2019 CSCE Annual Conference - Laval (Greater Montreal) Conference
Dr. Richard Zytner, School of Engineering, University of Guelph
Dr. John Donald, School of Engineering/U of Guelph
The ability to estimate and evaluate in situ water content is fundamental to the effective operation of a landfill, as water content has a direct impact on decomposition of the waste and ultimately landfill gas generation. Currently it is a challenge to measure water content in situ without serious disruptions to the landfill operation or without destructive testing post closure. Ground penetrating radar (GPR) is a technology that can estimate the water content of landfill in situ. The challenge to using GPR in landfill applications is the selection of an appropriate mathematical relationship that represents the electromagnetic wave as it propagates through the landfill mass. Specifically, a mathematical relationship is needed to connect the dielectric permittivity of the solid waste with volumetric water content of the soil. Having this relationship will improve the analysis of the GPR data, increasing the accuracy of the water content estimation. This in turn will provide better data on the potential amount of landfill gas to be generated by a specific landfill.

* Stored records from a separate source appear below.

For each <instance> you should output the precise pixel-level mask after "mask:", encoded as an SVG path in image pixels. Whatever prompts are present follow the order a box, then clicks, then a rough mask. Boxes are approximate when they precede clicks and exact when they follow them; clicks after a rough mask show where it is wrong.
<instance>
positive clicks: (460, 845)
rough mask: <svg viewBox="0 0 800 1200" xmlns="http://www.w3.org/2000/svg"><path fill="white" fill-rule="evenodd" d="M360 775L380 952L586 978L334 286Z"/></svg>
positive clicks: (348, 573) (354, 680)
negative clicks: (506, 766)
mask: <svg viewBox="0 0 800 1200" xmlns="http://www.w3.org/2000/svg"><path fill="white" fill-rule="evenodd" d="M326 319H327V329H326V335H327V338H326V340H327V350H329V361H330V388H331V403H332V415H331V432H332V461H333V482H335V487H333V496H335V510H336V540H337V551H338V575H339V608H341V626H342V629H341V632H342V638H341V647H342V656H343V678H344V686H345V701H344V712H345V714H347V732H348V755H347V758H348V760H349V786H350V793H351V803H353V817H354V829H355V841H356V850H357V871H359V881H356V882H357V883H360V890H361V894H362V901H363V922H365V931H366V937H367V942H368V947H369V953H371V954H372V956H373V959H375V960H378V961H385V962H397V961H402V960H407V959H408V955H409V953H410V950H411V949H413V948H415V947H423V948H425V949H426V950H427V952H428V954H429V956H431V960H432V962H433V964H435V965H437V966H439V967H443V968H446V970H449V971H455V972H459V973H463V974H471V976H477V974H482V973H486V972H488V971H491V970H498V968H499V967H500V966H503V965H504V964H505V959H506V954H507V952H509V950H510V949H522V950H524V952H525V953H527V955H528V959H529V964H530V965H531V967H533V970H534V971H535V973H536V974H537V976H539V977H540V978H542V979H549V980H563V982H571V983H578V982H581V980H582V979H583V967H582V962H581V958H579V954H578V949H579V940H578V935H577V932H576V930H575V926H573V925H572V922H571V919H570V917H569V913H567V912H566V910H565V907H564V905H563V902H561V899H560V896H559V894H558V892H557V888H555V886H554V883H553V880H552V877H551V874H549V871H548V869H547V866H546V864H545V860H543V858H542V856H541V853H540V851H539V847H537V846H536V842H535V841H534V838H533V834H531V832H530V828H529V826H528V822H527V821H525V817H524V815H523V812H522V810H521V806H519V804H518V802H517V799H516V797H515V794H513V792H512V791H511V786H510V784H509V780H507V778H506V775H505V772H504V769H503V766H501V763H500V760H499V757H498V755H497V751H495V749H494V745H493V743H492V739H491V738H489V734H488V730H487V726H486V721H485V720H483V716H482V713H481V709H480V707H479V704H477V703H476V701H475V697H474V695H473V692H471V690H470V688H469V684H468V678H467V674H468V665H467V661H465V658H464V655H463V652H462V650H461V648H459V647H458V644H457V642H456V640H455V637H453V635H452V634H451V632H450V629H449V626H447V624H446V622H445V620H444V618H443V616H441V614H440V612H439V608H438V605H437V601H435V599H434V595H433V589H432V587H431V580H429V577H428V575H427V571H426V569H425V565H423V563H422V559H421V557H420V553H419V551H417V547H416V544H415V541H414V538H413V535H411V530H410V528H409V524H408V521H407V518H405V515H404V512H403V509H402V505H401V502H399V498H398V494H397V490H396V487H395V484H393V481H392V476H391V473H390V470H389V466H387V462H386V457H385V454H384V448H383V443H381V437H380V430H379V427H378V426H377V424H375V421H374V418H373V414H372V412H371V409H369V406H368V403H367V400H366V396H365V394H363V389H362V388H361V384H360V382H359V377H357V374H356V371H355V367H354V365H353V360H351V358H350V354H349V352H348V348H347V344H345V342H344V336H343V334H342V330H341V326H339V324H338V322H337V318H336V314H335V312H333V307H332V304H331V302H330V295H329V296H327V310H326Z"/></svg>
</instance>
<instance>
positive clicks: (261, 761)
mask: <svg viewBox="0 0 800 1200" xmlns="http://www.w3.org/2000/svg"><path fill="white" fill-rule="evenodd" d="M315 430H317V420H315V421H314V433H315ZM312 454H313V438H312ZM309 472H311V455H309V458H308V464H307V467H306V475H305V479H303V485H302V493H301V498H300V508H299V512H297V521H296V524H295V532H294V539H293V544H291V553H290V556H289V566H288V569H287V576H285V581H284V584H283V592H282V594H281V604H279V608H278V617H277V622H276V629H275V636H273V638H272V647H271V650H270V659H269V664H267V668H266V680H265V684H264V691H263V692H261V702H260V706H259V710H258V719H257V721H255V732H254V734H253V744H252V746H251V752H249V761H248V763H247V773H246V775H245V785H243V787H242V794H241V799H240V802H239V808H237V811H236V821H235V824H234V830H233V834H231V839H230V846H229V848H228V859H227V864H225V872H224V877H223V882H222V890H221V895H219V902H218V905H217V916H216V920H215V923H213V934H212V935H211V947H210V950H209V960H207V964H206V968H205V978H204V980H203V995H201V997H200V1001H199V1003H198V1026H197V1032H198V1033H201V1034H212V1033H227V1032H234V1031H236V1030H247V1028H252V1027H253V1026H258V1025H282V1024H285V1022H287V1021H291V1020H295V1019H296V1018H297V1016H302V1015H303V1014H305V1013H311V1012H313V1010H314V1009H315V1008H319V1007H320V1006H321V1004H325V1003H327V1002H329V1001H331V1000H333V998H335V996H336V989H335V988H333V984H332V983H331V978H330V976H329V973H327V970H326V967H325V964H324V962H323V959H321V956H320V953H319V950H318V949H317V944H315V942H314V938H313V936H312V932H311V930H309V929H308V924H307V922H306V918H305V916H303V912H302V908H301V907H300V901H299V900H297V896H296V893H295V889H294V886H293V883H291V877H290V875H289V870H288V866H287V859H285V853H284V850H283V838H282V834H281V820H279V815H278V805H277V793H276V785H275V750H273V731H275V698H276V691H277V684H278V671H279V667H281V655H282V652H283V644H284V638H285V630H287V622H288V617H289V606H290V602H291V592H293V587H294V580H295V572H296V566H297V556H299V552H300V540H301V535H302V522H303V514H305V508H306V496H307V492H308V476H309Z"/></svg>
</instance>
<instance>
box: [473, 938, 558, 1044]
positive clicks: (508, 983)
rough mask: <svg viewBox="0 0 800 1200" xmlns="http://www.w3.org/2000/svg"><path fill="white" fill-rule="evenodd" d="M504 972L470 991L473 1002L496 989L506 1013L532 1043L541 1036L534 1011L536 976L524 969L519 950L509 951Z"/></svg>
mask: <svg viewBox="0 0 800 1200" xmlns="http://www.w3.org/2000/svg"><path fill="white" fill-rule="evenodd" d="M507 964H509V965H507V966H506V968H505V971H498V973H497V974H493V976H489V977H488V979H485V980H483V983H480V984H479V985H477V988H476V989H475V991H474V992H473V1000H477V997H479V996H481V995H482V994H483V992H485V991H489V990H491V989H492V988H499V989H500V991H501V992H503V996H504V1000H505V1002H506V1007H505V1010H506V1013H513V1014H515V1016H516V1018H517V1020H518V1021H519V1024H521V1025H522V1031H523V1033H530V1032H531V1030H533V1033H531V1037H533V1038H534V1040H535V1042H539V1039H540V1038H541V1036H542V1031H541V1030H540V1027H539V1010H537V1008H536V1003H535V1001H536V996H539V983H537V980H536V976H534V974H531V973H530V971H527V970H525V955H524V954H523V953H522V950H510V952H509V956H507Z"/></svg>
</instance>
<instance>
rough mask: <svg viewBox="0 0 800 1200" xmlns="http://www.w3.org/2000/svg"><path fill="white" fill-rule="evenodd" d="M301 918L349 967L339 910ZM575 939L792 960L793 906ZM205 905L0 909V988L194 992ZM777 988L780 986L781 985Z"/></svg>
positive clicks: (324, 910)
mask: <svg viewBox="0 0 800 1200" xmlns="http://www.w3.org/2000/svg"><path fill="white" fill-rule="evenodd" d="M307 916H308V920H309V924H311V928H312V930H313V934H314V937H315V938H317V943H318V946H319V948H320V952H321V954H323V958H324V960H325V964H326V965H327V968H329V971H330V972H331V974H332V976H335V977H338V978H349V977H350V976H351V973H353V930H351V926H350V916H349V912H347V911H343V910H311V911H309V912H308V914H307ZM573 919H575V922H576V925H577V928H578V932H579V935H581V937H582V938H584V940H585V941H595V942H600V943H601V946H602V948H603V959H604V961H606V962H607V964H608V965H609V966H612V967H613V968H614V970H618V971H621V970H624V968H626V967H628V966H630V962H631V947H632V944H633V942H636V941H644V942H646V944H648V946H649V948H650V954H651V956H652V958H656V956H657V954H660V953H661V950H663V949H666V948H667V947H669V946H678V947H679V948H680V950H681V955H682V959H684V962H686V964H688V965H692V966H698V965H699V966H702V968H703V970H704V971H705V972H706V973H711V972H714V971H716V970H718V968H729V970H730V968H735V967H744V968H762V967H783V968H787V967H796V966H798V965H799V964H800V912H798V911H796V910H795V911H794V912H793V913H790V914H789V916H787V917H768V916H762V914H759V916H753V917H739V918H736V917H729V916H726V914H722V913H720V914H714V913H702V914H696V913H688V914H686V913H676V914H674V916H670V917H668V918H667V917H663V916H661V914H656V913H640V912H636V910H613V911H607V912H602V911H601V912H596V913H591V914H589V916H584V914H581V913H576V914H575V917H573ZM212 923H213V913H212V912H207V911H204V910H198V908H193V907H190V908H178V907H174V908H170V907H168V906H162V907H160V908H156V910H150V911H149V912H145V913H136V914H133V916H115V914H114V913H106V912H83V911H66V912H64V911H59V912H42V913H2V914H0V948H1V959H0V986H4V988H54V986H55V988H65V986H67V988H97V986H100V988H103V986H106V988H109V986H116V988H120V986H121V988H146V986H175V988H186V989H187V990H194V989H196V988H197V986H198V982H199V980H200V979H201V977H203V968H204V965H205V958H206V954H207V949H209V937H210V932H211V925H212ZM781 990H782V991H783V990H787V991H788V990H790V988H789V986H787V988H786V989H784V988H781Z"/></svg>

Previous GPR work by the research group centred on predicting water content through the application of the Topp equation to analyse GPR data. The Topp equation is empirical and has limited effectiveness as it relies only on two parameters, dielectric constant and water content, where simplification meant that the other soil properties were not considered. The predicted water content values are then overestimated. In order to improve accuracy of water content predictions with GPR, research was completed on using a foundational volumetric mixing model that was simplified to give the complex refractive index model (CRIM). CRIM was then used to analyse GPR images to estimate water content. Additional study was done to determine if the water content predictions could be further improved, by identifying the optimum frequency and offset distance required for GPR measurements.
The results show that CRIM can provide more accurate water content estimations when compared to the standard Topp equation approach. A statistical analysis (T-test) was used to make the comparisons. The optimum conditions for water content measurements were determined for an antenna frequency of 1 GHz with an offset distance between the transmitter and receiver of 3m.